Recent progress on the compilation layer:
- post-recording intent note is now implemented: the user can add a short text
note after stopping a recording, saved to recording session metadata via
POST /recordings/{id}/intent-note. - the Compiler Agent is implemented in
server/core/compiler_agent.pyusing the openhands-sdkAgent+Conversationpattern with three tools:trace_viewer— lets the agent navigate events incrementally (summary, paginated event list, single event detail, keyframe screenshots, normalized steps) instead of receiving the entire trace in one message.file(FileEditorTool) — lets the agent write the Routine file.submit_workflow— validates the Routine file structure and ends the conversation.
- the compiler agent system prompt teaches OpenBrowser's tool vocabulary (highlight, click, keyboard_input, scroll, etc.) and the Browser Routine format, so the output is an executable Browser Routine.
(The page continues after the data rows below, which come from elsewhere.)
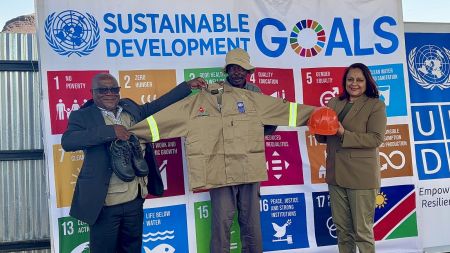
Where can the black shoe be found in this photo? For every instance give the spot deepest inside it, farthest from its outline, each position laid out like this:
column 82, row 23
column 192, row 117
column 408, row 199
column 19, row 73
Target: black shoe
column 137, row 158
column 121, row 160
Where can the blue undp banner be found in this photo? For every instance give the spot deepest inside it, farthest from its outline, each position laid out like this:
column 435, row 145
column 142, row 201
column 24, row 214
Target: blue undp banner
column 429, row 66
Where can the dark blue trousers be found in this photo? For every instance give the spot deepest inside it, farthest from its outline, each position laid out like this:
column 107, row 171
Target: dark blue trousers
column 118, row 228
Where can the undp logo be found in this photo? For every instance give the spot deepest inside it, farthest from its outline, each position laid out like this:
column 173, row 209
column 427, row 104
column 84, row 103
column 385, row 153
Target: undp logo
column 71, row 32
column 312, row 38
column 430, row 66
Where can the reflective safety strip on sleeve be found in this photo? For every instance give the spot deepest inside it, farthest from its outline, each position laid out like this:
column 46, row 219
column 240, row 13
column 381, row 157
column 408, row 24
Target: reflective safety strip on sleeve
column 292, row 114
column 153, row 128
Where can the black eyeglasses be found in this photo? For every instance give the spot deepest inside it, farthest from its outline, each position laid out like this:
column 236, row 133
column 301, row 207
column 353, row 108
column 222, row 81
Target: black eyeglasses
column 103, row 91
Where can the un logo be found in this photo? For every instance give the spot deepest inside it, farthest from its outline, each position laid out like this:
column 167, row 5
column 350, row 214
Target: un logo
column 71, row 32
column 430, row 66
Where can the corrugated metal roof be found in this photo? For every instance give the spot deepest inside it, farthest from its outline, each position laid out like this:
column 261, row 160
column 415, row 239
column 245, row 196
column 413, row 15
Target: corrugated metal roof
column 23, row 184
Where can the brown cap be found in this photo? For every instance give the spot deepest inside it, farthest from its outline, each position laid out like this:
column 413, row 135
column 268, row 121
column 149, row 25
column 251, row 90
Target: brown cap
column 239, row 57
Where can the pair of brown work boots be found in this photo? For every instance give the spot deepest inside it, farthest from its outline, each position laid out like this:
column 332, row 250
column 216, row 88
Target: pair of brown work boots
column 127, row 159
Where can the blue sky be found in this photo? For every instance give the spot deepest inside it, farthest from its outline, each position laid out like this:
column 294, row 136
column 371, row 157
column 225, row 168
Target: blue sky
column 413, row 10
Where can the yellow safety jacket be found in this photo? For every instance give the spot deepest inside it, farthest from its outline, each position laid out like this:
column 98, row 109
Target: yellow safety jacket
column 224, row 132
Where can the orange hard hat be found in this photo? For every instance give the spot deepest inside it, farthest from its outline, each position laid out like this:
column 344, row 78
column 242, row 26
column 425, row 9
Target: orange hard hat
column 323, row 121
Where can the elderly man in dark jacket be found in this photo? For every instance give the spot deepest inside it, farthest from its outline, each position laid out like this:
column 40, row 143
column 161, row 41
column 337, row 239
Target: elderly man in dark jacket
column 113, row 208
- the Routine is pure text (no embedded images). Keyframes are only used by the compiler agent to understand the recorded trace.
- the compile endpoint is
POST /recordings/{id}/compile. The previous iteration endpoint has been removed — clarification happens during compilation as part of the agent conversation loop. - the frontend has a "Compile Routine" button and displays the resulting Routine markdown.
The next concrete work item is now:
- test the full end-to-end flow with a real recording,
- tune the compiler agent system prompt and tool descriptions based on real-world trace quality,
- integrate the approved Routine with the execution layer.
OpenBrowser should separate facts from interpretation.
- Recording captures facts.
- The user provides intent.
- The Compiler Agent produces the executable Browser Routine.
- The Routine instructs OpenBrowser what to do step by step.
That is the intended foundation for workflow execution.